In recent decades, coordination-driven self-assembly has become a powerful tool for constructing supramolecular coordination complexes (SCCs) (2025). Numerous discrete SCCs have been synthesized via the formation of metal-organic coordination bonds between electron-poor acceptors containing transition metals (Fe, Cu, Co, Zn, Pt, Pd, etc.) and rigid electron-rich donors (such as carboxylate, pyridine), including metallacycles and metallacages (2635). By rational structure design and careful ratio control of acceptors and donors, SCCs with various geometries and different properties have been developed, which attracted great interest and showed wide application prospects in supramolecular polymers, host-guest chemistry, sensors, catalysts, amphiphilic self-assembly, and biomedicines (3646). Furthermore, because of the excellent antitumor effects of Pt-containing complexes, SCCs based on Pt-coordination show potential for tumor therapy (4749). For instance, a previous study described an elegant light-emitting metallacage, assembled using Pt as the metal nodes, with higher antitumor efficacy compared with clinical Pt-based drugs (50). Yu et al. (51) developed a fluorescent, self-assembled metallacycle to encapsulate doxorubicin as the chemotherapeutic drug for cell imaging and synergistic cancer therapy. Zhou et al. (52) designed a self-assembled BODIPY-Pt supramolecular metallacycle for chemo-photodynamic therapy and reported excellent synergistic effects in A2780cis cells in vitro; however, no antitumor effect was observed in vivo. Thus, considering the superior antitumor effects of platinum(II) and 1O2, the development of Pt-based SCCs using 1O2 generating heavy-atom-functionalized BODIPY photosensitizers as functional building blocks with the goal of combining chemotherapy and PDT may enhance antitumor efficacy compared to individual single therapy.

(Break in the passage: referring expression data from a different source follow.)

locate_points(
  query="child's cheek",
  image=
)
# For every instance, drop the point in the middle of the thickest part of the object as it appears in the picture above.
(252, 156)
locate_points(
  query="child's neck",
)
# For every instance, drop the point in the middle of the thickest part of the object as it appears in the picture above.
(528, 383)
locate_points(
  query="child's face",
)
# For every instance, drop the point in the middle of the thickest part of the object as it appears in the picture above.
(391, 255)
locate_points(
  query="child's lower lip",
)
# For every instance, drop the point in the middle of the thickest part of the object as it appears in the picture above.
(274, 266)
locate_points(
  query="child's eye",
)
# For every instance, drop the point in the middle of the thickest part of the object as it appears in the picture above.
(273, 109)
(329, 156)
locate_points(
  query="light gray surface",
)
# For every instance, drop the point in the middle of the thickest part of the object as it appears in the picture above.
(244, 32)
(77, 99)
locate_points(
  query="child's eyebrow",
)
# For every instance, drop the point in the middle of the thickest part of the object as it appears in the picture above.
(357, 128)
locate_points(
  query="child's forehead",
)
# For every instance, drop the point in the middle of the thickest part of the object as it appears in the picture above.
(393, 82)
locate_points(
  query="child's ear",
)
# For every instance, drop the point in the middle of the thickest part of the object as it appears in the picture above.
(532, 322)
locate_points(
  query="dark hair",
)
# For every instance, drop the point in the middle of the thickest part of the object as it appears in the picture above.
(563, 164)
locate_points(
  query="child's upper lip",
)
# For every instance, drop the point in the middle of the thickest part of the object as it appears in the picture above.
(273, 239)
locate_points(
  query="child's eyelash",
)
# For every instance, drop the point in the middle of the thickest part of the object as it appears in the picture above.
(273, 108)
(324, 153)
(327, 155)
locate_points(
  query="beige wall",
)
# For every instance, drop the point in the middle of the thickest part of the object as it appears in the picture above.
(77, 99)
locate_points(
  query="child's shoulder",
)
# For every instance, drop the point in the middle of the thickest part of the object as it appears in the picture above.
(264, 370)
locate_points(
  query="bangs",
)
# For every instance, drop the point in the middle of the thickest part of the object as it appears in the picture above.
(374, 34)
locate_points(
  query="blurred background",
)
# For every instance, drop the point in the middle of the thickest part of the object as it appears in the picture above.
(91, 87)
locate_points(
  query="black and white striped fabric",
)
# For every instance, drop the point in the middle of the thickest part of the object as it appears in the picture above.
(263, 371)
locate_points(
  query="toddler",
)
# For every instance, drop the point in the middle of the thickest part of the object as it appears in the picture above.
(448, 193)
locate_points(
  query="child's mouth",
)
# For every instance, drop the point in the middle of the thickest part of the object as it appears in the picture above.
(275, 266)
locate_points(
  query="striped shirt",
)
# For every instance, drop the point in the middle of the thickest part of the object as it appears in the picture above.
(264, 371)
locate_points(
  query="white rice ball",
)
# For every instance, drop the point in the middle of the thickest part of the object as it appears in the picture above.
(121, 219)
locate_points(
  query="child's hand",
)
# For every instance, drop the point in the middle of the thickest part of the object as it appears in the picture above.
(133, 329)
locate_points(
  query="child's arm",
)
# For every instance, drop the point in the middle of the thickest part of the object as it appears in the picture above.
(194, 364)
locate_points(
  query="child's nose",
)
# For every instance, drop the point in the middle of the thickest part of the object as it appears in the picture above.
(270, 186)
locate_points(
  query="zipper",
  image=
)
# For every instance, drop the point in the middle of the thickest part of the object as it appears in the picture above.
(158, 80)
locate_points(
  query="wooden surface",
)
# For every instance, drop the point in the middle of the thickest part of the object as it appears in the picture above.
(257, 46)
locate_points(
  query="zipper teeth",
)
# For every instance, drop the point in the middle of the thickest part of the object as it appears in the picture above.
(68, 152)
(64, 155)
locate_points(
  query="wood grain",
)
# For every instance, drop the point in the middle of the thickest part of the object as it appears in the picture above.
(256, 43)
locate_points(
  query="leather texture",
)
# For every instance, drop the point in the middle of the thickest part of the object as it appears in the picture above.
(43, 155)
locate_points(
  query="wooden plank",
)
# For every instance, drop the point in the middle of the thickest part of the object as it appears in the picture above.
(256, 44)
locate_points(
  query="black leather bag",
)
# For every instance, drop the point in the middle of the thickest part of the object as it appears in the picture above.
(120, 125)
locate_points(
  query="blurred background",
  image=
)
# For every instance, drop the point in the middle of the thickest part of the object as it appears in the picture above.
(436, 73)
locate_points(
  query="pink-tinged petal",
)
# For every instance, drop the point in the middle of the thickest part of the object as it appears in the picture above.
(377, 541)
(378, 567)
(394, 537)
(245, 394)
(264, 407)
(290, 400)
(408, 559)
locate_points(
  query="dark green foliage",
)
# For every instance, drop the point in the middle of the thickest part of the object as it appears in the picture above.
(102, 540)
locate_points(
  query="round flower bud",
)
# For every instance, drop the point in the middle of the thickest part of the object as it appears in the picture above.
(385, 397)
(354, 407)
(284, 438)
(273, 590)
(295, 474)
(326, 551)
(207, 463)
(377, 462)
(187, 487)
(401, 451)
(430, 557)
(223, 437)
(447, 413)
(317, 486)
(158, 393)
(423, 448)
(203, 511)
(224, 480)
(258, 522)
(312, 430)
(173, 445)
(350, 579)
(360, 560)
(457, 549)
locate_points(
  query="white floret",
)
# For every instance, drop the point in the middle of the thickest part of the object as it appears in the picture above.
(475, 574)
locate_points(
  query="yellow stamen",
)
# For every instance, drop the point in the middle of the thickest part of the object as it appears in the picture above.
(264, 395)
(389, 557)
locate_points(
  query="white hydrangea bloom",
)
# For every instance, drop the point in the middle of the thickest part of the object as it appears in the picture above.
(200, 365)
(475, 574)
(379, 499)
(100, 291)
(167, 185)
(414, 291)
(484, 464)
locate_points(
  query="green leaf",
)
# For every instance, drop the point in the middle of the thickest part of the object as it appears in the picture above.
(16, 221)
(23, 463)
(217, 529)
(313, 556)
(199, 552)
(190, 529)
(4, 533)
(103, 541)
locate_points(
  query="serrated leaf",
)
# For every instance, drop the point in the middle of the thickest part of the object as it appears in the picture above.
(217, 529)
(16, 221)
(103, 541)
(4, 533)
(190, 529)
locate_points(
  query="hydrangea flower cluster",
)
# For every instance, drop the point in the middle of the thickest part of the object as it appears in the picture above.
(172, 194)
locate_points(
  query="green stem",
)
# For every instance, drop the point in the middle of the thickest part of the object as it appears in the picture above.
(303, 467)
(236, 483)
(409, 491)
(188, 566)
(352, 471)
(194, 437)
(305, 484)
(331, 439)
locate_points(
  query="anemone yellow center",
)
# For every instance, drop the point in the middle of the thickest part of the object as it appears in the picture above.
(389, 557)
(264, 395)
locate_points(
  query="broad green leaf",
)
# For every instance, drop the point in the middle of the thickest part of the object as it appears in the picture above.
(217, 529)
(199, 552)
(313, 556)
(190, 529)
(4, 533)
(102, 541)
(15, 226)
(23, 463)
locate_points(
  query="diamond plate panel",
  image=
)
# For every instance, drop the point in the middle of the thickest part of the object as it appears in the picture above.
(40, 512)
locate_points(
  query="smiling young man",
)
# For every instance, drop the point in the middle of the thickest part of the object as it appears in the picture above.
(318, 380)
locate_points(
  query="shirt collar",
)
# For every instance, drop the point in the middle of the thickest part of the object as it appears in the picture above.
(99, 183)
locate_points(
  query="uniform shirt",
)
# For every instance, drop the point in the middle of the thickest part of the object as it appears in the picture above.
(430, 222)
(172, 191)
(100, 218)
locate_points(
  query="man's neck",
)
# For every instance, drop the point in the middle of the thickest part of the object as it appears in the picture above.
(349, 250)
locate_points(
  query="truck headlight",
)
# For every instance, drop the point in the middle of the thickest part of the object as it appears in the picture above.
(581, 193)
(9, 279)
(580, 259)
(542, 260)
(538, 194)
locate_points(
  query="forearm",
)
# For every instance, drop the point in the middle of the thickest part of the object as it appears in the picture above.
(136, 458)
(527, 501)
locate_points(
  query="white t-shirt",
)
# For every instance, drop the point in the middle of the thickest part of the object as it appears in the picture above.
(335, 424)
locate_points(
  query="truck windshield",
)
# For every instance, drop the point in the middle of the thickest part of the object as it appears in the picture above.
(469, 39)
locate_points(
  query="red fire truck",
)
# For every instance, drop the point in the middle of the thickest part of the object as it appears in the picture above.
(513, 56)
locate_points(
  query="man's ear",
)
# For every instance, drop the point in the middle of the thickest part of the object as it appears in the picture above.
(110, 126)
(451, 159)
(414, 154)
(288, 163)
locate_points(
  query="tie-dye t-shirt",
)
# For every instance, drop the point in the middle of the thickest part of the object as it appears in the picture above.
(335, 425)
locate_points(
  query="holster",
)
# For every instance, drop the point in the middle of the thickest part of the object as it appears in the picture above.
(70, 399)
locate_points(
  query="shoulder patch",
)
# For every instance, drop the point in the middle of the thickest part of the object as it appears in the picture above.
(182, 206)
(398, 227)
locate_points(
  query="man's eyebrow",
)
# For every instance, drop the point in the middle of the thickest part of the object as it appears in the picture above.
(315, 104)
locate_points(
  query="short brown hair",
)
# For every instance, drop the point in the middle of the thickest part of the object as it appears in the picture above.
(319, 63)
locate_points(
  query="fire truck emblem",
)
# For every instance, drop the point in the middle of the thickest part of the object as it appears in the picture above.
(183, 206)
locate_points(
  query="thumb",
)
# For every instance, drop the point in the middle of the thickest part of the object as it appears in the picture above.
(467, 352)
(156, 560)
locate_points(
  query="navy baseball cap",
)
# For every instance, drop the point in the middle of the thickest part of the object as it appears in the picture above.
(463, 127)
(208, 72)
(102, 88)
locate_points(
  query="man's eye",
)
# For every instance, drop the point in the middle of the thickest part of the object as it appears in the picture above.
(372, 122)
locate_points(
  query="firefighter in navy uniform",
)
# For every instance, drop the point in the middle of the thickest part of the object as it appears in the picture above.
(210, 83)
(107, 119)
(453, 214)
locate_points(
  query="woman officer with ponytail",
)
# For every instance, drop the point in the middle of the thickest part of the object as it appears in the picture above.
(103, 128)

In this work, we report two triangular metallacycles (1 and 2; Fig. 1) with 1O2 generation ability, constructed via the coordination of diplatinum(II) acceptors and phenoxy-BODIPY or phenylthiol-BODIPY ligands. Because of its superior 1O2 generation capability and longer maximum fluorescence emission wavelength, metallacycle 2 was further encapsulated by an amphiphilic polymer to prepare nanoparticles (NPs) for tumor therapy. The BODIPY ligands serve as the photosensitizer to generate 1O2 to kill cancer cells under light irradiation, whereas the platinum(II) acceptors in the metallacycle enhance the therapeutic effect through strong antitumor effects. In vitro and in vivo experiments demonstrated that the synergistic combination of PDT and chemotherapy greatly enhanced the antitumor efficacy compared with single-treatment approaches. Moreover, the characteristic fluorescence of the BODIPY core within the metallacycle enabled imaging of the transport of therapeutic metallacycles by confocal microscopy.

Fig. 1.

Fig. 1.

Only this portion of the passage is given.